1 августа 2012 Популярная в англоязычном мире шутка-загадка «Почему курица перешла дорогу?» актуальна и для бизнес-аналитики (правильный ответ: "Чтобы попасть на ее другую сторону" - загадочный английский юмор). Найти варианты ответа на этот вопрос не сложно, если имеется всего одна курица. Но если этих куриц миллионы? И у каждой курицы есть мобильное устройство? И она «твитит» каждое свое действие, мнение, пожелание, фотографии, описания своего завтрака?!? И да, что если дорога оснащена миллионами сенсоров, которые контролируют каждый шаг каждой курицы?!
Даже при имеющихся нынче аналитических инструментах, понять, почему пернатые решили перейти дорогу – достаточно сложно. Не говоря уже о составлении прогнозов когда, куда и зачем курица пойдет опять.

Эксперт компании IBM Jing Shyr утверждает, что индустрия бизнес-аналитики и статистики в ближайшие несколько лет столкнется с  настоящими испытаниями: недостаток знаний, упрощенные аналитические решения, мобильность, большие данные. 
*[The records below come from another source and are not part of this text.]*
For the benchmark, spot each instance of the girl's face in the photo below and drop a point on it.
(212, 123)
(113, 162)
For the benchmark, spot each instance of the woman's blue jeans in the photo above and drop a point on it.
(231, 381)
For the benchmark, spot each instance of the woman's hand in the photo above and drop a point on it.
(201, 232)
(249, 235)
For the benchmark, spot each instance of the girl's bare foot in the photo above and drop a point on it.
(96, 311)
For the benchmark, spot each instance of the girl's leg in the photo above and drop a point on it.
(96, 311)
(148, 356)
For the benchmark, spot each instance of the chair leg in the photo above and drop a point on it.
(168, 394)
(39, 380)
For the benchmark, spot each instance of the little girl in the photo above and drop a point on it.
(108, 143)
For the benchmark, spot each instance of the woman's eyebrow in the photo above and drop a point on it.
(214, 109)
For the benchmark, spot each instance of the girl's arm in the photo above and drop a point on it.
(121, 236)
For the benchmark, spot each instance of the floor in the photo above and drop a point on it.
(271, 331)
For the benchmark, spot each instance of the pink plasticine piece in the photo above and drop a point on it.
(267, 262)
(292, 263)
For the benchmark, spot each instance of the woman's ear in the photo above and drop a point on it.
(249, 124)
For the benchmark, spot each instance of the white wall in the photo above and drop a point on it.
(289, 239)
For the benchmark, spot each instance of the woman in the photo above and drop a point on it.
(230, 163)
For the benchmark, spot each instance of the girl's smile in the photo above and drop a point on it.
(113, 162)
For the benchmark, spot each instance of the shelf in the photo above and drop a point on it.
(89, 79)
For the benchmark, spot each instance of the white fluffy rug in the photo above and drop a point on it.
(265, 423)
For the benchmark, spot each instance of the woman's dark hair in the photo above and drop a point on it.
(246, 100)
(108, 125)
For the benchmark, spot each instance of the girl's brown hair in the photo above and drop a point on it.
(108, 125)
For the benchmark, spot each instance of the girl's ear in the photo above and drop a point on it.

Что именно она имеет в виду, читайте ниже (материал опубликован на английском языке):

Lack of Skills
Having been around the analytics industry for many years, it is refreshing to see that businesses are taking statistics and data mining results and injecting them directly into the business (and directly into the business process itself). The Catch-22 is that while more and more organizations are realizing the benefits of analytics, finding those professionals with an understanding of how to not only capture and analyze the tsunami of data created daily still requires training and a unique skill set.
A recent McKinsey Global Institute report indicates that over the next seven years the need for highly skilled business intelligence workers in the U.S. alone will dramatically exceed the available workforce – by as much as 60 percent.
It's nice to see that many universities around the world are expanding and strengthening analytics curricula (many with IBM's help) to meet the growing demand of skilled analytics professionals. Read more about IBM's work with Northwestern University, Yale School of Management and DePaul University, among others.
Consumable Analytics
I often imagine a business analyst presenting results to an executive the same way I present to my students. When teaching a lesson on modeling, I often ask, "Do you see what I see?" Everyone stares with blank looks on their faces and says, "No! What do you see?"
Herein lies part of the problem. To help counteract the skills shortage, we have to make the software easier to use and force the software to be consumable versus strictly scientific. Communicating results is just as important as the results themselves. I strongly believe that statistical software needs to go through a revolution of its own and become as intuitive as a smartphone.
And speaking of smartphones...
Most statistical software produces an incredible amount of very large tables and charts, making it extremely difficult to comprehend in a mobile environment. I torture my eyes every time I try to read a report on my Blackberry.
Consumability means anywhere, anytime and through any device. It's time we hold statistical software to a higher standard.
Big Data
Let me get back to the chickens for a moment.
The volume, velocity and variety of data today is seemingly overwhelming traditional statistical software. Not to be cliché, but Big Data is giving the statistics industry big problems.
Previously, if we wanted to analyze any data, we would follow the same logical flow: decide what we want to predict or classify and build a model by bringing in all the predictors (independent variables). The size of predictors are often well below 100.
Today, however, we are dealing with thousands of different variables making traditional statistical analysis a serious hurdle. The machine capacity is no longer capable and many algorithms have been outpaced by data capacity.
The challenge calls for a new process of data reduction before modeling and new computation algorithms are required to handle millions of records and fields quickly in a distributed environment without passing the data back and forth multiple times.
Most importantly, we don't need to be chicken when it comes to Big Data.
Creating new statistical techniques for Big Data will get us all to the other side of the road, and you'll never have to ask why.